J'ai donc fait ce chrono à une vitesse de grand-mère, sans vraiment forcer. Pas tellement mon genre, même que je vais m'arranger pour que ça n'arrive plus jamais. Je fais du vélo pour la beauté de l'effort. Là, y'avait pas d'effort, et même pas de beauté, le paysage était laid.

Je termine dernier et on commence m'écoeurer. Ça me fait chier, me faire écoeurer. La prochaine fois, je vais trouver des bars. C'est une question de principe, parce que logiquement, il ne servait à rien faire ce chrono à fond. Les points allaient seulement aux cinq premiers. Je connais ma force, jamais je n'aurais fini dans les cinq premiers!

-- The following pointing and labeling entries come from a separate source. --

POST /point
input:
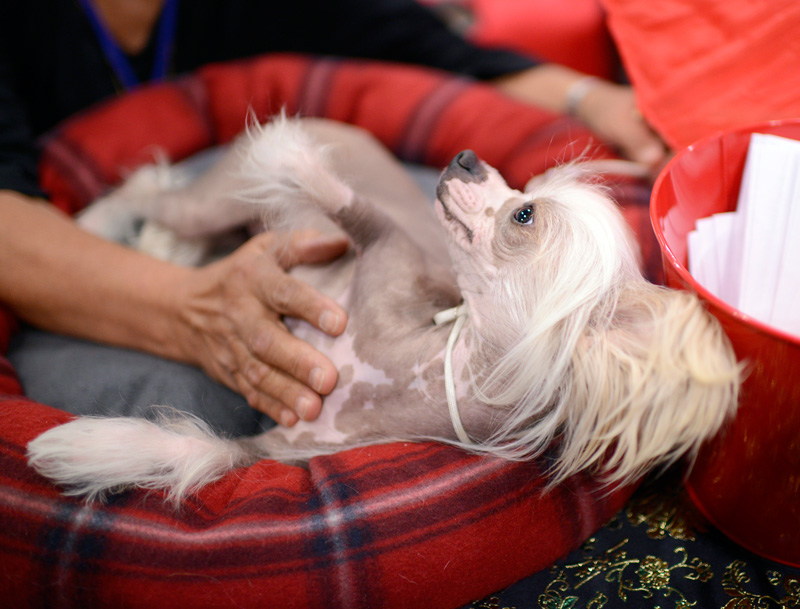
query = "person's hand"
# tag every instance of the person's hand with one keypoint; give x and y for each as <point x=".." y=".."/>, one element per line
<point x="610" y="111"/>
<point x="233" y="329"/>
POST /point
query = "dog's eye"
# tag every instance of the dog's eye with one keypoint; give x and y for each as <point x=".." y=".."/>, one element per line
<point x="524" y="215"/>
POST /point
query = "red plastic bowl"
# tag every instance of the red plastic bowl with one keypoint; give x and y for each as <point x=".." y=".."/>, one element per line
<point x="746" y="480"/>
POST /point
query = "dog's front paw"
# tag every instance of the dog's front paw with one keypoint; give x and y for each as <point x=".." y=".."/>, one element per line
<point x="118" y="216"/>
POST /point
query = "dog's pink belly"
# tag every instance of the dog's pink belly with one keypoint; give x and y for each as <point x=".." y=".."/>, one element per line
<point x="356" y="408"/>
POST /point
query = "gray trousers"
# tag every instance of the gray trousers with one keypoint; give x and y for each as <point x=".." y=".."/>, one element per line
<point x="91" y="379"/>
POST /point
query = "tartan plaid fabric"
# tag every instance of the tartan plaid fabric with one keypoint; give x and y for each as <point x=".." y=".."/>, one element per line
<point x="400" y="525"/>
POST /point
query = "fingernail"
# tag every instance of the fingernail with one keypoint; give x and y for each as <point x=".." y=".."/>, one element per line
<point x="288" y="418"/>
<point x="316" y="379"/>
<point x="328" y="322"/>
<point x="302" y="406"/>
<point x="650" y="155"/>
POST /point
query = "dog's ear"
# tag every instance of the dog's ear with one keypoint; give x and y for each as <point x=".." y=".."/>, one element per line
<point x="650" y="384"/>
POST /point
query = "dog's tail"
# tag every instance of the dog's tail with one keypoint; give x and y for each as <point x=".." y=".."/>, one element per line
<point x="91" y="457"/>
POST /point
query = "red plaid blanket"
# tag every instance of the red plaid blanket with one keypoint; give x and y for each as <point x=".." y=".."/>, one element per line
<point x="399" y="525"/>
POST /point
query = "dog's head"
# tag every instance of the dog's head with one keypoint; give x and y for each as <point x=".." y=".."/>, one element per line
<point x="575" y="346"/>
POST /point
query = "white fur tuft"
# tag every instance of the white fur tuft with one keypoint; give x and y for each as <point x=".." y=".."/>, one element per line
<point x="91" y="456"/>
<point x="281" y="165"/>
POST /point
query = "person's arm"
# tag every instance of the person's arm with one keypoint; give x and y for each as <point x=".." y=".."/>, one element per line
<point x="608" y="109"/>
<point x="225" y="318"/>
<point x="403" y="30"/>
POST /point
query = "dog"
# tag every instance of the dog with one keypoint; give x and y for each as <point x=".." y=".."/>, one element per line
<point x="517" y="325"/>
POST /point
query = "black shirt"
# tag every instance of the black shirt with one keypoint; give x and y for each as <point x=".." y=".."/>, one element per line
<point x="52" y="66"/>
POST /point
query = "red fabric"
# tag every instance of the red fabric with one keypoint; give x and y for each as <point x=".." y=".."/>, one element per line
<point x="702" y="66"/>
<point x="570" y="32"/>
<point x="401" y="525"/>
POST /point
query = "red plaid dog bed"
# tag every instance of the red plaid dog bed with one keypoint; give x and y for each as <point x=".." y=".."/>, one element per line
<point x="399" y="525"/>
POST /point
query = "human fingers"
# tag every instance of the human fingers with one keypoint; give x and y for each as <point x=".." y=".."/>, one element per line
<point x="289" y="296"/>
<point x="269" y="389"/>
<point x="611" y="111"/>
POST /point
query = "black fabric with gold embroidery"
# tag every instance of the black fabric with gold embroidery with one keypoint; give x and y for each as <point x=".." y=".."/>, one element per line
<point x="658" y="552"/>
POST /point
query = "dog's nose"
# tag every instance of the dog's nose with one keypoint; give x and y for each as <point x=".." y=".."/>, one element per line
<point x="466" y="159"/>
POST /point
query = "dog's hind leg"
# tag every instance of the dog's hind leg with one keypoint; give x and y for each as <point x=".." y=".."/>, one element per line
<point x="93" y="456"/>
<point x="286" y="166"/>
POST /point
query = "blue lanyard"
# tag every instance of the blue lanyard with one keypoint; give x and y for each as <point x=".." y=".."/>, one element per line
<point x="116" y="56"/>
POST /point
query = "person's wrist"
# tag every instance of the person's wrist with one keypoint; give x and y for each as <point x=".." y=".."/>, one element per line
<point x="577" y="93"/>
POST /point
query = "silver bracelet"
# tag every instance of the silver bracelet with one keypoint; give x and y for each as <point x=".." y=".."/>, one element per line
<point x="578" y="91"/>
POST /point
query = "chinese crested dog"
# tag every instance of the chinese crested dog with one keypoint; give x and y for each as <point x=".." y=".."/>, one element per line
<point x="519" y="324"/>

Sauf que la base du sport, c'est donner son max, à chaque fois, c'est pourquoi je roule toujours à bloc dans mes chronos, même si je finis loin et que je suis particulièrement poche dans cette discipline. Le jour que j'aurai à défendre un maillot de leader, je n'aurai pas de regrets. Mais hier, j'en avais.

Quoi qu'il en soit, ça m'a sauvé les jambes pour le critérium de l'après-midi. Une course étrange. Une épreuve aux points, un sprint à chaque cinq tours sur un total de cinquante. Au départ, j'ai compris que c'était 5,4,3,2,1 points au cinq premiers à chaque cinq passage. Je me suis dit, "éclate-toi, essaie de suivre les trois fusées Boivin, Houle et Boily dans les sprints, marque quelques points, ça te fera un bon ptit résultat pour sauver ta fin de semaine de c*(%@%%*". 

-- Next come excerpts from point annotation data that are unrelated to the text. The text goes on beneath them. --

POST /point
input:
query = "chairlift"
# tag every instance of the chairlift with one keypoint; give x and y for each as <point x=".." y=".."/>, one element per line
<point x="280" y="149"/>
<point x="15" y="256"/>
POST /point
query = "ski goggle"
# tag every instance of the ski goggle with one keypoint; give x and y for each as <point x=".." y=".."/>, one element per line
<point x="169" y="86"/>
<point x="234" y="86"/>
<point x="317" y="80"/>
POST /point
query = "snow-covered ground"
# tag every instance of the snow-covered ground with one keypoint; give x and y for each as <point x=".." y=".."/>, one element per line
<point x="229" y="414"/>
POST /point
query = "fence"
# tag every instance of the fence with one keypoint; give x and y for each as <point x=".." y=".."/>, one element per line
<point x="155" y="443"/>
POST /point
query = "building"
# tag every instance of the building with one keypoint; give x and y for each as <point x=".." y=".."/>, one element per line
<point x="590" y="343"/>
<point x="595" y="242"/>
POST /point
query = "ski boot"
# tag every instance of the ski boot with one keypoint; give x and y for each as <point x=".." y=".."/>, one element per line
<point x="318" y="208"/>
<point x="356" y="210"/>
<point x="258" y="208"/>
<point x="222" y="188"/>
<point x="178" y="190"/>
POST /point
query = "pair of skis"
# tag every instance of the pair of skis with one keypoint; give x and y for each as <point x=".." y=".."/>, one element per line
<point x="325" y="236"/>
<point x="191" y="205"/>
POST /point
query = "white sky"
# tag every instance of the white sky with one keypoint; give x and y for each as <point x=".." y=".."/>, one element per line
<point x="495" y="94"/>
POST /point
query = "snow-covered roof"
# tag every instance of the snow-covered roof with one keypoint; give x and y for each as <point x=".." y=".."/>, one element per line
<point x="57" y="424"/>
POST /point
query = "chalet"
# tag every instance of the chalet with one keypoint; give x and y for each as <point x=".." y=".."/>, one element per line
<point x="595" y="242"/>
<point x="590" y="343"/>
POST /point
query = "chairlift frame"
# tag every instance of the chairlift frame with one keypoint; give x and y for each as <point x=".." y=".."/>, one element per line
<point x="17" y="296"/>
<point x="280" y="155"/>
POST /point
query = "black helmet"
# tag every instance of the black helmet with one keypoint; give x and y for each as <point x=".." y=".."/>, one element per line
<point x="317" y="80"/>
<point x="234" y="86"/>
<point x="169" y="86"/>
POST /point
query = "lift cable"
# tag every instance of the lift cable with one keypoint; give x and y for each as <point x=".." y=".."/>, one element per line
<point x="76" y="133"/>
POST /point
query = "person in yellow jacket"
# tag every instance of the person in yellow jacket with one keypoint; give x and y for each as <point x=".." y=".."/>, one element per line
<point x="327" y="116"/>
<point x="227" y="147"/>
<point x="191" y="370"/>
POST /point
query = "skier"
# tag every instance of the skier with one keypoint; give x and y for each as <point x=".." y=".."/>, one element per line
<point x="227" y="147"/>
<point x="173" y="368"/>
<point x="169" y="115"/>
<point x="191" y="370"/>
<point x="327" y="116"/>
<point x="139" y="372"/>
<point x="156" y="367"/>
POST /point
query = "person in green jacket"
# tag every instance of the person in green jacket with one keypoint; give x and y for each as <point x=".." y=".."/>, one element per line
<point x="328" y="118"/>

J'ai fait ce que j'ai pu, j'ai souvent passé la ligne cinquième, pensant que ça me donnait un point. Je fini 4e au dernier sprint. Bon, c'était pas pire et c'était plaisant de sprinter pour soi, c'est rare mais j'aime ça. Je manque de vitesse, mais bon... 

J'apprend tard en soirée que les points étaient aux 4 premiers à chaque cinq tours. Donc j'ai fait un point dans la course, à la fin. Belle course de merde finalement. 

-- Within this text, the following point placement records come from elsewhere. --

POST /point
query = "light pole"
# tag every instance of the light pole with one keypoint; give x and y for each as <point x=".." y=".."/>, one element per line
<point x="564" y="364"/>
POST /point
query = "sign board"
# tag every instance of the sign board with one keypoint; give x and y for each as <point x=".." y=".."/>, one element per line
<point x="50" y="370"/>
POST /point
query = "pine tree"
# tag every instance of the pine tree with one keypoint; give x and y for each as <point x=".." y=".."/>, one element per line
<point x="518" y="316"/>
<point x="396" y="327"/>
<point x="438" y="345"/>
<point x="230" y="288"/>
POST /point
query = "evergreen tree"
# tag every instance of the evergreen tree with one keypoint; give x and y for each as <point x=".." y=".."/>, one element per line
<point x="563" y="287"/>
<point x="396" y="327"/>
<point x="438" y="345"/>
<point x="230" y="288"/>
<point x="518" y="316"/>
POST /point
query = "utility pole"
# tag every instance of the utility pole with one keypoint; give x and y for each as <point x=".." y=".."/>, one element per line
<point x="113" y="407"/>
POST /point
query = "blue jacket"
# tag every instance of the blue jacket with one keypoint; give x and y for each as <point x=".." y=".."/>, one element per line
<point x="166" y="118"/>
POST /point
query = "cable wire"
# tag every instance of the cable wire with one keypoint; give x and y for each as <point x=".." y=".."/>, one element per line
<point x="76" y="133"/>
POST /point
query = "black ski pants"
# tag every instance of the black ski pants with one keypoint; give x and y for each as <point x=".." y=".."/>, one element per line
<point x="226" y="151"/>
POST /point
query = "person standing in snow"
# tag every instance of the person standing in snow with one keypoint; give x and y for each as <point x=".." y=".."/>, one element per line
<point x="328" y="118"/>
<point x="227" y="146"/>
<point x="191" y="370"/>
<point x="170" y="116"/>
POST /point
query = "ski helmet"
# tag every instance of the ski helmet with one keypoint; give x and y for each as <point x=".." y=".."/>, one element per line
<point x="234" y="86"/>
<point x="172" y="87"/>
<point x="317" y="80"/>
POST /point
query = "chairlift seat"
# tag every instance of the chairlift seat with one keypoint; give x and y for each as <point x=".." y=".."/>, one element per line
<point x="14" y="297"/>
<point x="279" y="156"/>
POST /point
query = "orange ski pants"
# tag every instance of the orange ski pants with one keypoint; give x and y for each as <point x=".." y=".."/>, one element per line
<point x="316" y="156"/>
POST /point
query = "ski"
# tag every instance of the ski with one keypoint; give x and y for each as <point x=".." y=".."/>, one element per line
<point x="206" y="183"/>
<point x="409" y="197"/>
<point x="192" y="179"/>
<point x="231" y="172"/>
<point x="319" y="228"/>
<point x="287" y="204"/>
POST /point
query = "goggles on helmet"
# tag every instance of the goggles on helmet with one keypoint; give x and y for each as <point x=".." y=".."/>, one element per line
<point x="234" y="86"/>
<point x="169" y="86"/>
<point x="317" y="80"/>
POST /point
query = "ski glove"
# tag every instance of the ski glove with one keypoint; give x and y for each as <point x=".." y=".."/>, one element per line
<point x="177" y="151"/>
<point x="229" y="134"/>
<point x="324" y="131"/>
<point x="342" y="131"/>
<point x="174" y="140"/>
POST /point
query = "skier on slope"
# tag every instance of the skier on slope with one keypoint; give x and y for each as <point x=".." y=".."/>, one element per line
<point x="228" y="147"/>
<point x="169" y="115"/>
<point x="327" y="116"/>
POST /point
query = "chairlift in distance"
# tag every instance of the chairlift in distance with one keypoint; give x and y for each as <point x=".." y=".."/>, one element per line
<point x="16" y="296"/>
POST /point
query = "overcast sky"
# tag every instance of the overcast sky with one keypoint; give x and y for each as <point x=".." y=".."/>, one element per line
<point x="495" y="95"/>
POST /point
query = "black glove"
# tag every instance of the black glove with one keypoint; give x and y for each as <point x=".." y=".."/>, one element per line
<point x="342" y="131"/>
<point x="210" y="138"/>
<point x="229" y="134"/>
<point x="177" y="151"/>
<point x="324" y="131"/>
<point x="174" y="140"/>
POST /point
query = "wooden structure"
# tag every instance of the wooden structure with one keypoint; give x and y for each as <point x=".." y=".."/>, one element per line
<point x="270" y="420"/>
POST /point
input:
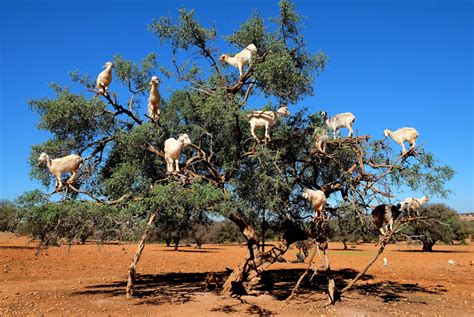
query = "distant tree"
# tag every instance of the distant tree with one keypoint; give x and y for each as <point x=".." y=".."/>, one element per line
<point x="440" y="223"/>
<point x="124" y="180"/>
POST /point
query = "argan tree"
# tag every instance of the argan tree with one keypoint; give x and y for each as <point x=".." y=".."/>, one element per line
<point x="224" y="171"/>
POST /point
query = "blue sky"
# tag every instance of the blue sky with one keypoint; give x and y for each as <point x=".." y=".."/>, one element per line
<point x="392" y="63"/>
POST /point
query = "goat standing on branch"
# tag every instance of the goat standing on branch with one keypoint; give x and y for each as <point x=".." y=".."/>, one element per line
<point x="154" y="100"/>
<point x="267" y="119"/>
<point x="105" y="78"/>
<point x="384" y="215"/>
<point x="59" y="166"/>
<point x="317" y="198"/>
<point x="341" y="120"/>
<point x="240" y="59"/>
<point x="413" y="205"/>
<point x="402" y="135"/>
<point x="173" y="149"/>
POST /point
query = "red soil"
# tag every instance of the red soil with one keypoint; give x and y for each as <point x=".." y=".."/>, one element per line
<point x="90" y="280"/>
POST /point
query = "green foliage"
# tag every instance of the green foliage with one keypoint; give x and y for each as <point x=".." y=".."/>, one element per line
<point x="183" y="34"/>
<point x="229" y="174"/>
<point x="441" y="224"/>
<point x="73" y="221"/>
<point x="252" y="31"/>
<point x="8" y="215"/>
<point x="136" y="77"/>
<point x="425" y="175"/>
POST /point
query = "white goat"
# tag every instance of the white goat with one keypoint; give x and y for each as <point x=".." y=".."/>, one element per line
<point x="105" y="78"/>
<point x="384" y="215"/>
<point x="173" y="149"/>
<point x="240" y="59"/>
<point x="413" y="205"/>
<point x="267" y="119"/>
<point x="58" y="166"/>
<point x="317" y="200"/>
<point x="341" y="120"/>
<point x="154" y="100"/>
<point x="402" y="135"/>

Je fini donc ce week-end ben fru et je rentre au Saguenay. Radio-Canada m'a appelé pour remplacer. Enfin quelque chose qui me réussi à force de travailler fort. Pas comme le vélo... 3 ans études pour rentrer à la société d'état et 8 ans de vélo pour... pas encore être capable de gagner. C'est dur le bike.

 Ça sera donc une semaine assez relaxe sur le vélo. De toute façon, c'est les championnats canadiens dimanche. Voyons ce que ça donnera. @+

6200 km

jeudi 18 juin 2009

Courir élite au Québec, c'est quoi?


Je me posais la question il y a quelques années, quand je rêvais de rouler pour Volkswagen-Trek ou Sleeman.

C'était à l'époque où je croyais que les neufs coureurs d'une même équipe au Tour de France se prêtaient le même vélo de Chrono parce c'était trop dispendieux. À l'époque où je me sentais mal quand je voyais un coureur chuter dans un sprint du Tour, me disant qu'il va devoir acheter un autre cuissard et pis ça coûte cher! Dans le temps que je croyais que les organisateurs lavaient le maillot jaune à chaque soir...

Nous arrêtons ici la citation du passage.